If I understand your logic, I think instead of lag multiple times for entire dataframe, you can leverage the rangeBetween window function to look up the according window and calculate the mean or sum.

LAGS = [1, 3, 10, 20, 40, 80, 180]

# to use rangeBetween, you need long data type.
df = df.withColumn('ts', F.to_timestamp('date').cast('long'))

w = Window.partitionBy('userid').orderBy('ts')

aday = 24 * 60 * 60

df = (df.select('*',
                *[F.avg('orders').over(w.rangeBetween(-x * aday, -1)).alias(f'mean_orders_last_{x}days') for x in LAGS],
                *[F.sum('orders').over(w.rangeBetween(-x * aday, -1)).alias(f'sum_orders_last_{x}days') for x in LAGS],
                *[F.avg('total_spend').over(w.rangeBetween(-x * aday, -1)).alias(f'mean_total_spend_last_{x}days') for x in LAGS],
                *[F.sum('total_spend').over(w.rangeBetween(-x * aday, -1)).alias(f'sum_total_spend_last_{x}days') for x in LAGS]))

Additionally, you can nest the loop for orders and total_spend in list comprehension but try to use select instead of join in this case.

ref: rangeBetween vs rowsBetween What is the difference between rowsBetween and rangeBetween?

CodePudding user response：

If you want speed you want to use the whole cluster and not just 1 node. When you run a window it pulls all of the data on to 1 node to do processing. If you don't like the speed issue get rid of the window and use join/groupBy instead. It will enable you to use the entire cluster.

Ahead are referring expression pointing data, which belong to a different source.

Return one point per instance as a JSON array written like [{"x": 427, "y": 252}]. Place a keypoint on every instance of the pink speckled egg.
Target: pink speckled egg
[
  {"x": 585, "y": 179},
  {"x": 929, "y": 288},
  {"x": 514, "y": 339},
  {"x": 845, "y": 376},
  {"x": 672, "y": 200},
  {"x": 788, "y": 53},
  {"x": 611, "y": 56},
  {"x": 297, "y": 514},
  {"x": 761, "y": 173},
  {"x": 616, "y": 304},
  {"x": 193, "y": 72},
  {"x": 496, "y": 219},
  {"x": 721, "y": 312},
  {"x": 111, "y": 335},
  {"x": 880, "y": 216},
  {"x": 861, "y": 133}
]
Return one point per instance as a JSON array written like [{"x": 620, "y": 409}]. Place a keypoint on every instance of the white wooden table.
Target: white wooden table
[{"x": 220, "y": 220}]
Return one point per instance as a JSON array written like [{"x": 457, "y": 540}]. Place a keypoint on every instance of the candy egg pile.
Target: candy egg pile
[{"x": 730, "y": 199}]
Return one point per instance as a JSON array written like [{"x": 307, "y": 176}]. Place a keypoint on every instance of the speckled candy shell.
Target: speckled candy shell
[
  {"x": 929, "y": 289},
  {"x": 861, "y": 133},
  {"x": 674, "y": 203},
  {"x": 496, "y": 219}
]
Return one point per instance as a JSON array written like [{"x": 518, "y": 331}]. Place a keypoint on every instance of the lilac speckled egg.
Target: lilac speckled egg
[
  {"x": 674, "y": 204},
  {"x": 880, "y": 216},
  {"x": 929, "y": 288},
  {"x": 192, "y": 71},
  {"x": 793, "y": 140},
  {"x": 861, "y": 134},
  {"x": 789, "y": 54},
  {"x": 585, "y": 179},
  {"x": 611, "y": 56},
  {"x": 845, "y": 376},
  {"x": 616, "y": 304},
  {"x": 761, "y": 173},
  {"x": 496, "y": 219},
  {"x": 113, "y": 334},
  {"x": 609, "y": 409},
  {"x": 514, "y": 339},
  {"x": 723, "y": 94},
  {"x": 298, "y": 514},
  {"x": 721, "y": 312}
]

I suggest using something like this to create your groups:

spark.sql("
  with today as 
    (select 
       current_date() as now, 
       date_add(current_date(), 100) as onehundred 
    ) 
  select 
    explode(
      sequence(
        today.now,
        today.onehundred,
        INTERVAL 1 DAY)
      ) as date, 
    100 as grouping 
  from today").show
 ---------- -------- 
|      date|grouping|
 ---------- -------- 
|2022-05-11|     100|
|2022-05-12|     100|
|2022-05-13|     100|
|2022-05-14|     100|
|2022-05-15|     100|
|2022-05-16|     100|
|2022-05-17|     100|
|2022-05-18|     100|
|2022-05-19|     100|
|2022-05-20|     100|
|2022-05-21|     100|
|2022-05-22|     100|
|2022-05-23|     100|
|2022-05-24|     100|
|2022-05-25|     100|
|2022-05-26|     100|
|2022-05-27|     100|
|2022-05-28|     100|
|2022-05-29|     100|
|2022-05-30|     100|
 ---------- --------

This you could then be used to calculate your 100 day total with a join /groupby and a similar table to create your other totals. I bet it will actually be a super fast join compared to using a window.